UPDATE: Congrats to Elizabeth + Ben for taking
2nd place at the competition!

Also-congrats to Lama Bitar, 4th year architecture major who entered the competition as part of team from Fennick McCredie Architecture. They took 3rd place! Details and images of their project can be found on the FMA blog.

This year, three undergraduate students from the School of Architecture have been selected as finalists at ReGen Boston, an international competition sponsored by the Boston Society of Architects. Entrants were challenged to re-imagine traditional housing typologies in order to provide new platforms to promote community living, sustainable urban living, urban family housing, affordability and sustainable growth. Students Elizabeth Dame, Ben Greer and Nick Guertin have all been chose as finalists.

(L) Ben Greer (C)Elizabeth Dame (R) Nick Guertin

The challenge put forth was to design an innovative yet practical multi-unit style housing typology on one of two city-owned lots. This approach is one that is very familiar to our students as they deal with this approach to design from their first semester in studio. Studio projects are based on actual site throughout the metro area and students must learn to think and design creatively in the face of limitations and complications presented by these locations.

Elizabeth and Ben submitted to the ReGen competition as a team.

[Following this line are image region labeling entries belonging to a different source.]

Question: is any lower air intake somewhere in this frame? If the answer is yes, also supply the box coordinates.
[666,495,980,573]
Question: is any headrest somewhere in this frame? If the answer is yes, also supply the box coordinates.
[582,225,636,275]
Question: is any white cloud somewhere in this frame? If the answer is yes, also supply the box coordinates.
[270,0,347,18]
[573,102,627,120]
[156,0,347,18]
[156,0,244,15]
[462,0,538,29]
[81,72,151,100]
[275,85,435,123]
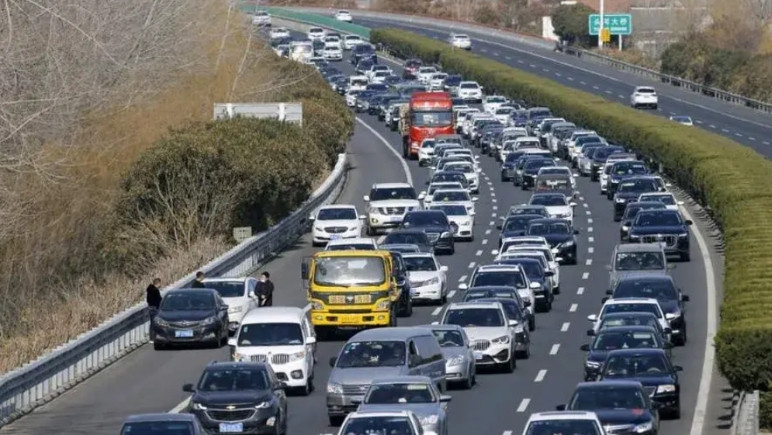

Their submission, Urban Coastal is a 200 unit mixed-use development proposed for Sargent’s Wharf in Boston’s historic North End. The project was designed to create strong connections between building residents and the community, and between the site and the larger network of the city.

Being able to make the connection from studio endeavors and co-op experiences to actual design problems of the city was one that they found rewarding. As Ben notes:

It was exciting to be able to transfer some of the knowledge we have accrued during studio and co-op into this design competition. We see ourselves as reasoned designers, very interested in design that is not only innovative and forward thinking, but also practical and rational.  Our proposal is designed with the idea that “the best architecture is architecture that works. It may be convenient to ignore logistic issues such as structure, parking and economic viability, but we believe that these constraints are often times opportunities for exploration that will ultimately better the design. When we set out, we wanted our proposal to not just be a provocative image or diagram but rather a project that could ultimately be built and responded to the needs of its occupants. 

Nick’s project is an original design responding to the needs laid out by the competition: provide housing that reconnects the waterfront and the residents, while utilizing a public program that encourages and fosters relationships among community members. Ideas about soft infrastructure and urban resilience have always been particularly interesting to Nick; this competition provided the perfect opportunity to explore these concepts further. Chelsea Creek is a waterfront site in East Boston. Nick’s design proposes remediation for the previously heavily polluted area while also blurring the boundary between built and natural landscape. Using the tidal character of Chelsea Creek, the proposal creates a dynamic public space that redefines how members of an urban community utilize their waterfront.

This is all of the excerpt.